Cultural fit should be above anything else

However, recruitment coach Ross Clennett told SmartCompany he believes the advertisement demonstrates “bitterness and negativity” and if business owners wanted to portray themselves as bosses staff would enjoy working for, optimism is key.

“I can understand the job writer having a level of frustration, but that shouldn’t be expressed in the public sphere nor targeting the cohort you’re attempting to attract into your business,” he says.
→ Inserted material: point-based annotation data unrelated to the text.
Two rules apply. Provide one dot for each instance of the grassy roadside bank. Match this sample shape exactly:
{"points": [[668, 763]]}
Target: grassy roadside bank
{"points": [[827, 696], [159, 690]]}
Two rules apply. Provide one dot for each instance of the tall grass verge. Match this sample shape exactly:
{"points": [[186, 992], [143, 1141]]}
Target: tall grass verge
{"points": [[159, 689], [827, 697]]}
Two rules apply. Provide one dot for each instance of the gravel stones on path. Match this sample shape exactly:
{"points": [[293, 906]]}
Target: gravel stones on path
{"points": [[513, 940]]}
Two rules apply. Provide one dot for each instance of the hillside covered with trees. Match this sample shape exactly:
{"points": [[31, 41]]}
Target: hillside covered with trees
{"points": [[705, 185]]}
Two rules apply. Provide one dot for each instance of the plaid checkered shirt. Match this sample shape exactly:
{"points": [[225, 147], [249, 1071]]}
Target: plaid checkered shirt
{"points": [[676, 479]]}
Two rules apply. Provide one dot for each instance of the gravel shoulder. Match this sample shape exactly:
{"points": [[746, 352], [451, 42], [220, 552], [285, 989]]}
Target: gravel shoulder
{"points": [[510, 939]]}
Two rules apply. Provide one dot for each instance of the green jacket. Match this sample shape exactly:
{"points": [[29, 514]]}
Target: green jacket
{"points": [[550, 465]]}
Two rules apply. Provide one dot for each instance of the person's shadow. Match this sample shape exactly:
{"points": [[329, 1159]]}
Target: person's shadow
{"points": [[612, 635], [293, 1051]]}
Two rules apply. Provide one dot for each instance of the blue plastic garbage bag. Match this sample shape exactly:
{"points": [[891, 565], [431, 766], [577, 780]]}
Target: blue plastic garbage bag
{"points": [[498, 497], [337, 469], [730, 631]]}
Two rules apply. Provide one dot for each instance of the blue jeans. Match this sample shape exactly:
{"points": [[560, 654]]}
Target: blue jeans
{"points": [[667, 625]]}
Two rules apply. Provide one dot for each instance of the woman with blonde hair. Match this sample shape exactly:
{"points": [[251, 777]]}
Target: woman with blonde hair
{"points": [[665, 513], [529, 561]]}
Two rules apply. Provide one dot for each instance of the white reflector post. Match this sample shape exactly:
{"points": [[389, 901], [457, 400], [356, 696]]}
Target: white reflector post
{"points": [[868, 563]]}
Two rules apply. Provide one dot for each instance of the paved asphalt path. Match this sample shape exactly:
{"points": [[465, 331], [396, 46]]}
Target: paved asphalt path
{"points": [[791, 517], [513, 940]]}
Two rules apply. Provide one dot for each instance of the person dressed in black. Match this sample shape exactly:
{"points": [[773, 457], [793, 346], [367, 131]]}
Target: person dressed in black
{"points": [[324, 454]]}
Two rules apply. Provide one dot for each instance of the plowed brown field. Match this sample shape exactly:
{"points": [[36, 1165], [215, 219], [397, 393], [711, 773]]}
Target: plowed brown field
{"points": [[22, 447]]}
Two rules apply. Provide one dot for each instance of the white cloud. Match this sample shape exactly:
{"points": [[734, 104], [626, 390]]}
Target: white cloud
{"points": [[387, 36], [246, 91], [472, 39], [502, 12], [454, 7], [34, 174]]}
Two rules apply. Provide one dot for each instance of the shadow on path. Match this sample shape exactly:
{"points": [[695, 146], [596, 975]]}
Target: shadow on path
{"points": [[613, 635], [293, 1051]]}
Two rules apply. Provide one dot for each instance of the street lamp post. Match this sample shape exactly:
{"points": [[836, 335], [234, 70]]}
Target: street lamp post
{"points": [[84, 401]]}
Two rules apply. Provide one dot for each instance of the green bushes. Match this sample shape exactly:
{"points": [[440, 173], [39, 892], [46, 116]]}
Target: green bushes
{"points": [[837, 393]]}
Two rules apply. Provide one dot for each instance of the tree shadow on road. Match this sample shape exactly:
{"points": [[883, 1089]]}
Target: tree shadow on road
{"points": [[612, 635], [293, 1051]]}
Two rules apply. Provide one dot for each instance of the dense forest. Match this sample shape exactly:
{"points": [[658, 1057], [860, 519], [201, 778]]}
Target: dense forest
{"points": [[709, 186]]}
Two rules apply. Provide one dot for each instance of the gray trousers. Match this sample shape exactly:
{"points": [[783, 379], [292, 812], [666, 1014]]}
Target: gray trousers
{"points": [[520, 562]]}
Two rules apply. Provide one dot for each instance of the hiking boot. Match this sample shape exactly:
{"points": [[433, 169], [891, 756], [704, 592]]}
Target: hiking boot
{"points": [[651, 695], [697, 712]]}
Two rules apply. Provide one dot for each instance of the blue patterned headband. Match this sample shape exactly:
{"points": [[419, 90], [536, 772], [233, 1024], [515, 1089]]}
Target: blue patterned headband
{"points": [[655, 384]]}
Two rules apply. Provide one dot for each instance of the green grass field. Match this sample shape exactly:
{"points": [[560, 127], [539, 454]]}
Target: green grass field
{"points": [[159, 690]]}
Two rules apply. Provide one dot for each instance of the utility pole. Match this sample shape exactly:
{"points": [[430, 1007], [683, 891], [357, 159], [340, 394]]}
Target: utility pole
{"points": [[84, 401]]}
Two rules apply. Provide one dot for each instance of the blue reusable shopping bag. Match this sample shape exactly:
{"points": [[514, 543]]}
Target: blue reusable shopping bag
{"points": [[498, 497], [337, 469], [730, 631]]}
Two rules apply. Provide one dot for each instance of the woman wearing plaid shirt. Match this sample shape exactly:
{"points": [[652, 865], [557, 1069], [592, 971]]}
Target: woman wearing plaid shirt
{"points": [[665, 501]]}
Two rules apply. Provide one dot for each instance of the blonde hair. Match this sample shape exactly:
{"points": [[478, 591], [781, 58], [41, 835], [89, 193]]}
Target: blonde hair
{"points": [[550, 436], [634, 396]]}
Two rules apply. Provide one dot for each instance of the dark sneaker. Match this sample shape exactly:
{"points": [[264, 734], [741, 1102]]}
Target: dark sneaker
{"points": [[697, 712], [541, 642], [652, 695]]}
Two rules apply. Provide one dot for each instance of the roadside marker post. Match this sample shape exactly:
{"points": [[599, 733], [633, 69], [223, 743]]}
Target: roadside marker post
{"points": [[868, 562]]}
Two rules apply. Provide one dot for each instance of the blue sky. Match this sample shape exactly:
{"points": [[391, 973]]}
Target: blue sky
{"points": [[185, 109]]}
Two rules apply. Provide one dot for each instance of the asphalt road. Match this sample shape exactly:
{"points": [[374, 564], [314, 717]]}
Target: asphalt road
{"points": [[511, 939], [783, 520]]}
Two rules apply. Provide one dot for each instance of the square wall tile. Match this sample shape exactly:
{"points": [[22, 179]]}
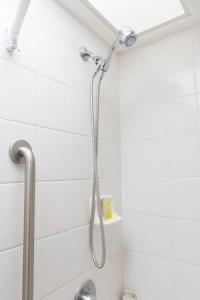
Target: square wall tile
{"points": [[144, 122], [53, 154], [79, 199], [19, 101], [187, 281], [52, 208], [150, 196], [187, 240], [53, 104], [148, 158], [186, 197], [160, 278], [182, 116], [11, 214], [11, 274], [150, 235], [52, 258], [184, 156], [134, 269]]}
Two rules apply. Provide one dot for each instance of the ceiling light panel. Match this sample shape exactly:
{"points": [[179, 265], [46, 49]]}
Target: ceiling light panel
{"points": [[141, 15]]}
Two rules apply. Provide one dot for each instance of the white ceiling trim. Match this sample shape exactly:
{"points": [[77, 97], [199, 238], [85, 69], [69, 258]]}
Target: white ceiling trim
{"points": [[87, 14]]}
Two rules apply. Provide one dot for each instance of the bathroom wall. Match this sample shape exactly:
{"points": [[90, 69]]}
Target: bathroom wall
{"points": [[160, 126], [44, 98]]}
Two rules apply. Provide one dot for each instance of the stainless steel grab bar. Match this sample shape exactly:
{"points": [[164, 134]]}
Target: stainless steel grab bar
{"points": [[21, 152]]}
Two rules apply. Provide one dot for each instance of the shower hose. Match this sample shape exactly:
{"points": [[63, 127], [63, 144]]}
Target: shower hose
{"points": [[96, 201]]}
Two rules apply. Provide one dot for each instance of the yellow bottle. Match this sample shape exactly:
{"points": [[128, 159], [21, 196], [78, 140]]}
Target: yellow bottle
{"points": [[106, 204]]}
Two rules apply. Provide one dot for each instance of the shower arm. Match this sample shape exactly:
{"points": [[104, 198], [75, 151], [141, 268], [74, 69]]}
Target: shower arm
{"points": [[14, 30]]}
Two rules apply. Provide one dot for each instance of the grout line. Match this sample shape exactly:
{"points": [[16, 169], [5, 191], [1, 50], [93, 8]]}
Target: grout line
{"points": [[161, 216], [171, 259]]}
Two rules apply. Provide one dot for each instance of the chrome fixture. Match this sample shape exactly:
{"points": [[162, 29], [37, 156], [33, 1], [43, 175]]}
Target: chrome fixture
{"points": [[125, 37], [14, 31], [21, 152], [87, 291]]}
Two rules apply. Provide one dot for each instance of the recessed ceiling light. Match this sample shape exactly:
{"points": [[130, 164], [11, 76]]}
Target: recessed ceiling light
{"points": [[141, 15]]}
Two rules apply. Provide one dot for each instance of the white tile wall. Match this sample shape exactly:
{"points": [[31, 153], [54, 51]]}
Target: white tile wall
{"points": [[159, 86], [44, 98]]}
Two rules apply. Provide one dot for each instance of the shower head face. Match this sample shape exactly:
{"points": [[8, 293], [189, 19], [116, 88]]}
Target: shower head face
{"points": [[126, 37]]}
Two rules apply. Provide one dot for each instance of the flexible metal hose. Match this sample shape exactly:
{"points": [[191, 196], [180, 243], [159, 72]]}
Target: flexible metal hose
{"points": [[96, 201]]}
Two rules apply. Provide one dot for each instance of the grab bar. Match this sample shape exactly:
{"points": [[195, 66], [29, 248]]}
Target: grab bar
{"points": [[21, 152]]}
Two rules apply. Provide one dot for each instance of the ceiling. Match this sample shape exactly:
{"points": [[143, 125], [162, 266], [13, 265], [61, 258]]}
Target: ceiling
{"points": [[87, 14]]}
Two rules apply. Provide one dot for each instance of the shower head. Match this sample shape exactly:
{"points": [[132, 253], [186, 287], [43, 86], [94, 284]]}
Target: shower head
{"points": [[125, 37]]}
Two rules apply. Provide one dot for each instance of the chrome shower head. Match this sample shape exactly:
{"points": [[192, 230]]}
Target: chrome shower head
{"points": [[126, 37]]}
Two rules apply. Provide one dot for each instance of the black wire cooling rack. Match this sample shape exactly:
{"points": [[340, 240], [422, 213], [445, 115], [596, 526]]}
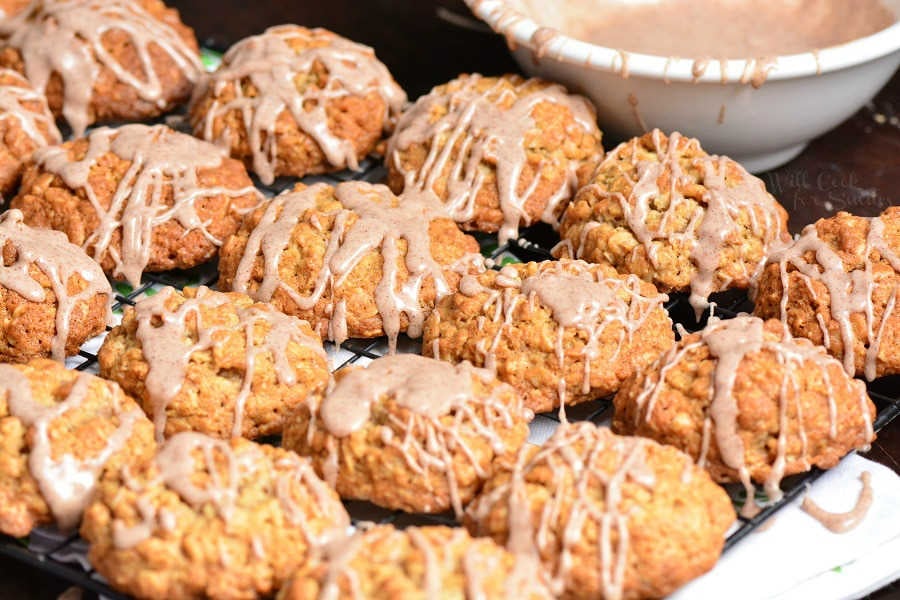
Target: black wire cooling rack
{"points": [[63, 557]]}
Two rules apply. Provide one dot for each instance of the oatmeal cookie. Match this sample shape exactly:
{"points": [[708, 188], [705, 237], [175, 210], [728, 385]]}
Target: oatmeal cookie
{"points": [[353, 260], [500, 152], [414, 564], [206, 518], [560, 332], [297, 101], [661, 208], [842, 290], [749, 403], [61, 435], [53, 297], [214, 362], [409, 432], [608, 516], [103, 60], [138, 198]]}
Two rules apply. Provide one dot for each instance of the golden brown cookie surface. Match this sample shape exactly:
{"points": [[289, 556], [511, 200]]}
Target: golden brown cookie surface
{"points": [[297, 101], [414, 564], [138, 198], [103, 60], [843, 290], [353, 260], [209, 518], [749, 403], [409, 432], [500, 152], [214, 362], [556, 331], [61, 435], [661, 208], [53, 297], [609, 516]]}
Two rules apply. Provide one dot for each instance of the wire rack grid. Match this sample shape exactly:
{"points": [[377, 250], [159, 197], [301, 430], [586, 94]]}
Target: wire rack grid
{"points": [[64, 556]]}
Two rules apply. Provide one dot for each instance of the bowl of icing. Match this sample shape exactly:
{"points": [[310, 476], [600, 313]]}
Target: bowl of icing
{"points": [[670, 64]]}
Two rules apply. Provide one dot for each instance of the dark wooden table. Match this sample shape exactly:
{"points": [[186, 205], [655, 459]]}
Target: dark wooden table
{"points": [[855, 167]]}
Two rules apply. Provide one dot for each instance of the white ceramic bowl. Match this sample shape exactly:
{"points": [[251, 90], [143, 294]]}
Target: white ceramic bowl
{"points": [[803, 96]]}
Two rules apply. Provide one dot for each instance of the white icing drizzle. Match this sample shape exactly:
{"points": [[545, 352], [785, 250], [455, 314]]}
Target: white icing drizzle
{"points": [[239, 464], [22, 103], [162, 160], [168, 347], [66, 37], [444, 551], [271, 65], [843, 522], [729, 343], [66, 482], [51, 252], [588, 491], [430, 390], [723, 202], [475, 129], [381, 222], [579, 296], [850, 291]]}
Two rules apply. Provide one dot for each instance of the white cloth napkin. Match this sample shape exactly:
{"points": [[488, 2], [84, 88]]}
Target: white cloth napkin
{"points": [[796, 557]]}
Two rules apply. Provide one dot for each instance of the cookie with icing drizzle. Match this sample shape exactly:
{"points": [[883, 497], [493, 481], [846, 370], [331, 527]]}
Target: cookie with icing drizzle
{"points": [[500, 152], [417, 562], [10, 8], [61, 434], [138, 198], [26, 124], [53, 297], [218, 363], [206, 518], [838, 285], [297, 101], [609, 516], [103, 60], [353, 260], [749, 403], [557, 331], [409, 432], [661, 208]]}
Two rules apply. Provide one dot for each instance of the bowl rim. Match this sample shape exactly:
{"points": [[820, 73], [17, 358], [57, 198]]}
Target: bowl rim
{"points": [[519, 28]]}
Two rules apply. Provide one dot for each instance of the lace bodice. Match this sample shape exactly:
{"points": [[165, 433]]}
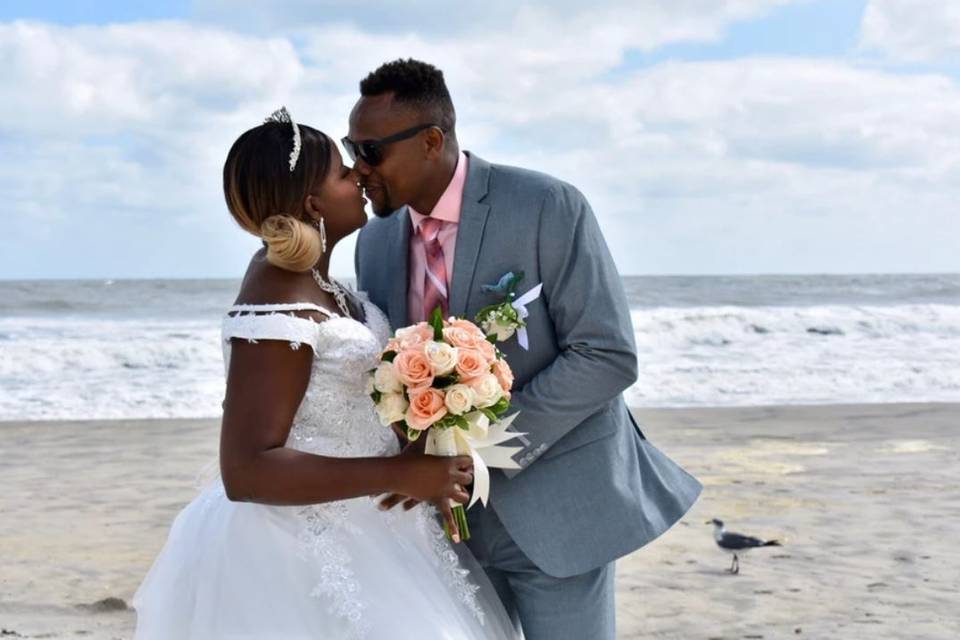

“It just seems counterproductive to me.”

Managing director at Employment Office Tudor Marsden-Huggins agrees, telling SmartCompany job ads should be “honest and authentic, not rude and offensive”, and that companies should focus on hiring for cultural fit above anything else.

“The frustration expressed in this job ad and the fact people haven’t stayed in the role doesn’t come down to an issue with Millennials. You cannot stereotype [based] on generation. The real problem is they haven’t selected people with the right behavioural fit in the past,” Marsden-Huggins said.

“The only way to know if you’re truly hiring the best people is to put them to the test. Never just stop at an interview. You should be using skills, behavioural and personality testing to know if a candidate is the right fit.”

Clennett believes the ad could have been composed in a much better way, setting a challenge to millennials positively and communicating a stronger company culture with a bit of reverse psychology.

“It could have been asking millennials if they were sick of the cliches surrounding their generation, and challenging them to prove they’re committed and hard working,” he says.

“Set the challenge down through saying ‘do you want to prove us wrong’ rather than talking down to them and calling them a bloody useless lot.”

For businesses that may consist of largely older workers but are looking to hire younger workers, Clennett says he has seen “reverse mentoring” be successful in drawing in younger talent.

“Tell potential applicants you value their view of the world and offer to pair them up with an older member of staff, who helps them with understanding the job, and the younger workers helps them understand what life is like for someone who’s 20 or 21,” he says.